Teja Ream and Michael Quinn

MAT594E - Winter 2004

DIFFERENCE

Project Description

This system employs real time video processing to detect and measure motion. It accomplishes this by a delayed frame that is subtracted from the present which shows what has changed.

[ t h e  p a s t  i s  s u b t r a c t e d  f r o m  t h e  p r e s e n t ]

The feedback created from movement is representative of a brief history of motion occuring in the past. While the linear 1pixel wide line than pans left to right will record motion in increments of grayscale. White to record the most movement and varying shades of grey for time with varying levels of motion. Audio is similarly made to respond to motion in the varying levels of its pitch. A representation of what is before the camera only takes place with motion. A stillness before the camera results in a black, seemingly empty, response. Motion incites the system to respond with representation. However, there exists a tension with that 1 pixel line representation of the past erasing the real time representation.

pdf version of trifold distributed at presentation


Technical Details

Time Difference

The first process through which we put the video was a simple time difference. Figure 1 shows the schematic of this process. The equation for this process is

D(t) = X(t) - a1*X(t-d0)

where d is the delay, specified either in time or frames. In our project, a1 was always set to value 1. What D(t) gives us is a measure of what has changed in the past d1 span of time and of what magnitude the change was. Each frame of D is averaged and this mean value, Dmean(t), controls both the sound frequency and the video overlay magnitude.


Figure 1 - Simple Time Difference


Moving Average Process

The second process we used on the video was a moving average (MA) process. Figure 2 shows the schematic of the MA process for three delays. The equation for the MA process is:

Y(t) = D(t) + a1*D(t-d1) + a2*D(t-d1-d2) + a3*D(t-d1-d2-d3)

where a1, a2, and a3 are the weighting coefficients and d1, d2, and d3 are time delays. The values coefficients a1, a2, and a3 typically depend on the application as well as the desired output. One experiment set these values with a random number generator which yielded an effect which varied over time.

The moving average, Y(t), provides information about times further into the past than D(t), as input values as far back as X(t-d0-d1-d2-d3) are present.


Figure 2 - Moving Average Process


Autoregressive Process

Another process which was explored was the autoregressive (AR) process. This process, pictured in Figure 3, has the equation

Y(t) = D(t) + a1*Y(t-d1) + a2*Y(t-d1-d2) + a3*Y(t-d1-d2-d3)

The coefficients, a1, a2, and a3 are typically chosen to have a magnitude less than one to provide stability. The AR process actually feeds back (or regresses) onto itself. As such, the output is affected by both past values of D(t) as well as past values of Y(t).

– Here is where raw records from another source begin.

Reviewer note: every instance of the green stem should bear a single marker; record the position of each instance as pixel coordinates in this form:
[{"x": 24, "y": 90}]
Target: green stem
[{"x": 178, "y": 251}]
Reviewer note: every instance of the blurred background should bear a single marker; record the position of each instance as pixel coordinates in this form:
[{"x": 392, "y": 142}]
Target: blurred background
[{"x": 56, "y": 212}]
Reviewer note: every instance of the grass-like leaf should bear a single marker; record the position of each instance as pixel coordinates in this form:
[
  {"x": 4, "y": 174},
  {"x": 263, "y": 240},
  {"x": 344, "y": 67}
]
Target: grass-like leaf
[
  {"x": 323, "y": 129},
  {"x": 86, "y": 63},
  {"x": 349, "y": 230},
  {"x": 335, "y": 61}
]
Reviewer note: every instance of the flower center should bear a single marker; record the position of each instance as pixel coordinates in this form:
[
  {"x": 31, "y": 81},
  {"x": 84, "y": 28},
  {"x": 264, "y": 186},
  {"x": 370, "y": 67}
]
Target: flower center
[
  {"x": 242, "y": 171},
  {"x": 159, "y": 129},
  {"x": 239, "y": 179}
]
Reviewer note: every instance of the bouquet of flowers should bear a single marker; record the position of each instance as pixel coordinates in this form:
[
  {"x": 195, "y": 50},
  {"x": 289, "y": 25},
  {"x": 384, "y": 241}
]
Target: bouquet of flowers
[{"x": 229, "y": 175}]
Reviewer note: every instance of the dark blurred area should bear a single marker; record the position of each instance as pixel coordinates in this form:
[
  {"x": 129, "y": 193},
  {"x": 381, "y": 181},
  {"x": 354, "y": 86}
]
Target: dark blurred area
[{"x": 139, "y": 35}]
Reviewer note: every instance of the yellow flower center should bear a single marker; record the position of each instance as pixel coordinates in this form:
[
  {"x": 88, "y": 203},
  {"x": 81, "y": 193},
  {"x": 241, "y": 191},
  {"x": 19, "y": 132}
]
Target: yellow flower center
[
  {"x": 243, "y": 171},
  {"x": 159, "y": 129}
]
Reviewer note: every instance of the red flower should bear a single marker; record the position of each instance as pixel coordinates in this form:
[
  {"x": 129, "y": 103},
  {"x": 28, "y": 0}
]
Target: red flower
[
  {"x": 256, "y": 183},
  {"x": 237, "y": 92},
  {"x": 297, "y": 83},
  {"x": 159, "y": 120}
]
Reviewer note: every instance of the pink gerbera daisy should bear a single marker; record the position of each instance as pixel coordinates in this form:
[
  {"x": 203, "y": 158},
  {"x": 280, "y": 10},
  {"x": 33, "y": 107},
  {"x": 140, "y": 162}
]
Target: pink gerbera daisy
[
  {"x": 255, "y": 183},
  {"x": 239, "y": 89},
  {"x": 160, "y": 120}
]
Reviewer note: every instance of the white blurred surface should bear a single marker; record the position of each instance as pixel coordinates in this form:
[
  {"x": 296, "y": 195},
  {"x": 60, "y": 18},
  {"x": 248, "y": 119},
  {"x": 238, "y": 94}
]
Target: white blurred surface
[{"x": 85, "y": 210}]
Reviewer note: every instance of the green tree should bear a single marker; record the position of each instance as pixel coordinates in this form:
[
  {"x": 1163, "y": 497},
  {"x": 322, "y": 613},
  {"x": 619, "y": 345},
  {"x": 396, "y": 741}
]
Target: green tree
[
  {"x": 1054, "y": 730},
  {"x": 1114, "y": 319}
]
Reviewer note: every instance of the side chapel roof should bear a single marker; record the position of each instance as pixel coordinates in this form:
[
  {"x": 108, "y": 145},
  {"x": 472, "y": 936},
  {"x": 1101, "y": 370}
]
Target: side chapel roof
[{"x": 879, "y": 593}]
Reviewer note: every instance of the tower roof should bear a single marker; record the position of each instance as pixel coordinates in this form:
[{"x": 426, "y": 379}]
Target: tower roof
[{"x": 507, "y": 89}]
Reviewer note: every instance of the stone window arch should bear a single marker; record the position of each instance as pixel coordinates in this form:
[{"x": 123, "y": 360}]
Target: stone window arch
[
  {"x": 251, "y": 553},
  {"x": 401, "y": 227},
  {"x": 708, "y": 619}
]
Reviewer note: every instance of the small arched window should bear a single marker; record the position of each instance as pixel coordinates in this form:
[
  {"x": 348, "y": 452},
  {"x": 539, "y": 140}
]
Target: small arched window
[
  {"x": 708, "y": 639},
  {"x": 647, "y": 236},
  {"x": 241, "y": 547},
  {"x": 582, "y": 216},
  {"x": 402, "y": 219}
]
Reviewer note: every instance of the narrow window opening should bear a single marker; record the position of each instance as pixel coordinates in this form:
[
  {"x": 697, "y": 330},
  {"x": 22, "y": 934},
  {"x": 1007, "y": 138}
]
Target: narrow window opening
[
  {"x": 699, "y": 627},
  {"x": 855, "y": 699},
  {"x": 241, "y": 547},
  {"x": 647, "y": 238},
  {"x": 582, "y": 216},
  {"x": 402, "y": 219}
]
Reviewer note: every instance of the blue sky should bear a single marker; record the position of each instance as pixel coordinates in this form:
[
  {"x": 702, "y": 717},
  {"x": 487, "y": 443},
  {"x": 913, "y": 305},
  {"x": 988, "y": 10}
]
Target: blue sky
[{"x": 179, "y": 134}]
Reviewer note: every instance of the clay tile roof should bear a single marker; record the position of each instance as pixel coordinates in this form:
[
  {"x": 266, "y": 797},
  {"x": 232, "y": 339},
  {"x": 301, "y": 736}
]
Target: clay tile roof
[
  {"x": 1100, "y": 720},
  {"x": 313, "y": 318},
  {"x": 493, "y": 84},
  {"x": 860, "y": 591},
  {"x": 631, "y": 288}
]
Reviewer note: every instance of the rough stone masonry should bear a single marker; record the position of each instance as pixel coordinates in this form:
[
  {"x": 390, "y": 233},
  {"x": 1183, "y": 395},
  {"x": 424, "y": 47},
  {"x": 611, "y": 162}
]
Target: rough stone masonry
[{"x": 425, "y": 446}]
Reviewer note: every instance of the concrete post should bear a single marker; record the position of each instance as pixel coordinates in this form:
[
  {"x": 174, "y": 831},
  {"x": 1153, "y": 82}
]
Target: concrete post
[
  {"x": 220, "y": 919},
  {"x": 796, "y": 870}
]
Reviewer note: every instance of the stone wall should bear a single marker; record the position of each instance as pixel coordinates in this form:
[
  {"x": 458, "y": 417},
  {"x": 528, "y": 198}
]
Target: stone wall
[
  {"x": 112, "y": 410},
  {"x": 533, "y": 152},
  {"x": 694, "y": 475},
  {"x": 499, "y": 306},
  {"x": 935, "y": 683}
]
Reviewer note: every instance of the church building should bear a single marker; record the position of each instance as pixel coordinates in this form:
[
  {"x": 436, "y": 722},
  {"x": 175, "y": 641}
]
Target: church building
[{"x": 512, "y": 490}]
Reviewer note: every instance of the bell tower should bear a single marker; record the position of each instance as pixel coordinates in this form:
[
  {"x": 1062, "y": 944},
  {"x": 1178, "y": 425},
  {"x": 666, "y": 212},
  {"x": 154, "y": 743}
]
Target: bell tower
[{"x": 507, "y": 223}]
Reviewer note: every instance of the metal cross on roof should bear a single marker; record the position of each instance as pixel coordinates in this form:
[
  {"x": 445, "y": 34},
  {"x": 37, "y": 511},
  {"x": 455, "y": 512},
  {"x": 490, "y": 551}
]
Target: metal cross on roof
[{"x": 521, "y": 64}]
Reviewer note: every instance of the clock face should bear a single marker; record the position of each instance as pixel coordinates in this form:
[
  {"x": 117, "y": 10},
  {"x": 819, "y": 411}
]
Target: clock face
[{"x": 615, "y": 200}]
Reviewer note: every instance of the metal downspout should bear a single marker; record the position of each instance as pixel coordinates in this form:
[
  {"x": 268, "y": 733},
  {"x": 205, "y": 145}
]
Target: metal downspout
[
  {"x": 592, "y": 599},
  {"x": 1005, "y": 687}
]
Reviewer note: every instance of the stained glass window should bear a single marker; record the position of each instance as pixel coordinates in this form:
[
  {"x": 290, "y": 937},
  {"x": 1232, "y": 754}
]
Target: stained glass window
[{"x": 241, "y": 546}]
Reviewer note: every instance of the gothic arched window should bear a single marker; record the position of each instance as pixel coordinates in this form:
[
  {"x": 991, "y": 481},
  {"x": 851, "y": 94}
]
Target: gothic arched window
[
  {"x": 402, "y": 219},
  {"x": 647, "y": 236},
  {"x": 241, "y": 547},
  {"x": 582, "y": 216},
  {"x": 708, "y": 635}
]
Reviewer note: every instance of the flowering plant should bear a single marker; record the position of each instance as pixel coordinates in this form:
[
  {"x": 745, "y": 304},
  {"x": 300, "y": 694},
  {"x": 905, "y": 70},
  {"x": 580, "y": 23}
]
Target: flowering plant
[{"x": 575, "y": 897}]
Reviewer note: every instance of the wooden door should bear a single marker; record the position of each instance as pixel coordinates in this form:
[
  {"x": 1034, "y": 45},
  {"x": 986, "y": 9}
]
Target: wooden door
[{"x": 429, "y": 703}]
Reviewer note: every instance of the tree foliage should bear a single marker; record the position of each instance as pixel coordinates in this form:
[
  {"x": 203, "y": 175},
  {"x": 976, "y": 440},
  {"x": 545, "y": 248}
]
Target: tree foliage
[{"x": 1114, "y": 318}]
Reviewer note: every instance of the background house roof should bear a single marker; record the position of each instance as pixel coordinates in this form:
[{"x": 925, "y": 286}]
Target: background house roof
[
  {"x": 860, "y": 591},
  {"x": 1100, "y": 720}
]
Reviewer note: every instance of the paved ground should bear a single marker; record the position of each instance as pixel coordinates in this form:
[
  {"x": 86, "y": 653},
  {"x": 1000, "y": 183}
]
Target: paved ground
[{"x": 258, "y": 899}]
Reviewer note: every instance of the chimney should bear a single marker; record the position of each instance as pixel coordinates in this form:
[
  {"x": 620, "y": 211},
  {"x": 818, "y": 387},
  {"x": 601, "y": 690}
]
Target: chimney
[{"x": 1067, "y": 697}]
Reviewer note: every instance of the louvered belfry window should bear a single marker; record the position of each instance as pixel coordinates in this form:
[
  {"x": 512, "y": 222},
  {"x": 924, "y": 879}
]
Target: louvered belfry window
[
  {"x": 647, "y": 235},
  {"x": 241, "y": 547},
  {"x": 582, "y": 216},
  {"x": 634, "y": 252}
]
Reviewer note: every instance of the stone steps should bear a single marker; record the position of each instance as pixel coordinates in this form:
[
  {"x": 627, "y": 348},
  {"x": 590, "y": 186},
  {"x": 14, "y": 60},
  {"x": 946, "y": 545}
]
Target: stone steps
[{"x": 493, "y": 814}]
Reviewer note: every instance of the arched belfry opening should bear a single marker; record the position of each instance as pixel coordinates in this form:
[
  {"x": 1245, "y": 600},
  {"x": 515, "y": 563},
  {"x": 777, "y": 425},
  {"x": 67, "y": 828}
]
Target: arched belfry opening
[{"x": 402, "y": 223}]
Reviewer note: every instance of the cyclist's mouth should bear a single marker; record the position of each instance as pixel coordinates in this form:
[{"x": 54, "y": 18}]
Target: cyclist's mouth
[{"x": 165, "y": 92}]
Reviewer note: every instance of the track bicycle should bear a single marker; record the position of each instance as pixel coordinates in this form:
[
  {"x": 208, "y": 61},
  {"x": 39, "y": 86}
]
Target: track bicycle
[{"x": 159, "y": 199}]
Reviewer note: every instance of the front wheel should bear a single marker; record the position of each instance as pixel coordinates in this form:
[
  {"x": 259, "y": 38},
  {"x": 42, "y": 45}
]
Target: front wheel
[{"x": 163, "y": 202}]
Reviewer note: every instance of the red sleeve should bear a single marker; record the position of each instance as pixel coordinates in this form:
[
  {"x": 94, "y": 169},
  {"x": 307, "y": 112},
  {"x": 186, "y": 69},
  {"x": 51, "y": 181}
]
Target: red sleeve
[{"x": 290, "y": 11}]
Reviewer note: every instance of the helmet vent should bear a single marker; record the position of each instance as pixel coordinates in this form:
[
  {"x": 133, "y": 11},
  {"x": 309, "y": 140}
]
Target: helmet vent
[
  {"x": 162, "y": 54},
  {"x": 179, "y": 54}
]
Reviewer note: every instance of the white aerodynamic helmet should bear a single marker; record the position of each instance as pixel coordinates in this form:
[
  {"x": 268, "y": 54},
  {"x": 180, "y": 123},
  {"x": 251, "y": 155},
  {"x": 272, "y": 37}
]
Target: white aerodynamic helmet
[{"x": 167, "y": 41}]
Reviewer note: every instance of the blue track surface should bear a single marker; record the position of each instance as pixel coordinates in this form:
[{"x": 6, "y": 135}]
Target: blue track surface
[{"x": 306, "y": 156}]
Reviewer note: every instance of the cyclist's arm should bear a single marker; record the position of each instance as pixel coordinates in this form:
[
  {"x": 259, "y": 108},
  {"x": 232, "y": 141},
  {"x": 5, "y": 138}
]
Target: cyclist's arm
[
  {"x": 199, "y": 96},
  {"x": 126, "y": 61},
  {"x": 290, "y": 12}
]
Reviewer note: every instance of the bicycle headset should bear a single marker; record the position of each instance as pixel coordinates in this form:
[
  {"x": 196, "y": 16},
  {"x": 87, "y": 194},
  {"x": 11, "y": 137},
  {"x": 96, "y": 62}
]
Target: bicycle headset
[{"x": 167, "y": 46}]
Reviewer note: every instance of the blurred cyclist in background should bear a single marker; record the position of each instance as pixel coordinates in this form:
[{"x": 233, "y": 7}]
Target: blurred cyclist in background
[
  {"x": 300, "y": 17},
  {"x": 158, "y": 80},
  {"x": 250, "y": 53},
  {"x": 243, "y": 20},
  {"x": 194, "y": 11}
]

Figure 3 - Autoregressive Process

Examples

Example 1 (Quicktime .mov - 8.25MB)

Here, we take a simple time difference, D(t) = X(t) - X(t-d1), where d1 = 15 frames (= 1/2 second). The mean of each frame is then calculated and overlaid onto the output display. Before display, the mean values are themselves averaged to give a smoother transition. M(t) = (Ymean(t) + Ymean(t-d2) + Ymean(t-d3))/3.0. (d2 = 5 frames, d3 = 10 frames). M(t) is also used as input to an oscillator. More movement increases the frequency of the sound. Grayscale.

Example 2 (Quicktime .mov - 4.72MB)

Here, we perform the same basic operation, D(t) = X(t) - X(t - d1). Here, d1 is a random number between 0 and 15 frames. For sound, the image is divided into 4 quadrants. The mean of each quadrant is calculated independently and used to drive 4 separate oscillators - each at different frequencies. Color.

Example 3 (Quicktime .mov - 3.5MB)

Here, we first calculate the time difference D(t) = X(t) - X(t-d0). We then calculate a "moving average" of D(t). Y(t) = SUM(a(i)*D(t-d(i))) where i - 1,2,3,4, d(i) = {5,10,15,45} and a(i) are random numbers in the range [-1,1]. Grayscale.

Example 4 (Quicktime .mov - 5.4MB)

Here, we used D(t) to drive an autoregressive process. The equation for this is Y(t) = D(t) + SUM(a(i)*Y(t-d(i))) where i = 1,2,3,4, d(i) = {5,10,15,20}, a(i) = {0.05, 0.1, 0.2, 0.5}. Grayscale.

Example 5 (Quicktime .mov - 4.4MB)

Here, we explored crossfading between the live feed and another movie, depending on motion activity in live feed. This hasn't been refined and so the fading is pretty rough. More work needs to be spent on scaling the amount of fade to get smoother, more gradual fades. The motivation here was that when you cease activity and begin to disappear, other events take over and overshadow you. Grayscale.

Example 6 (Quicktime .mov - 7.87MB)

This is just a video showing the simple time difference. The delay was set at about 15 frames. Grayscale.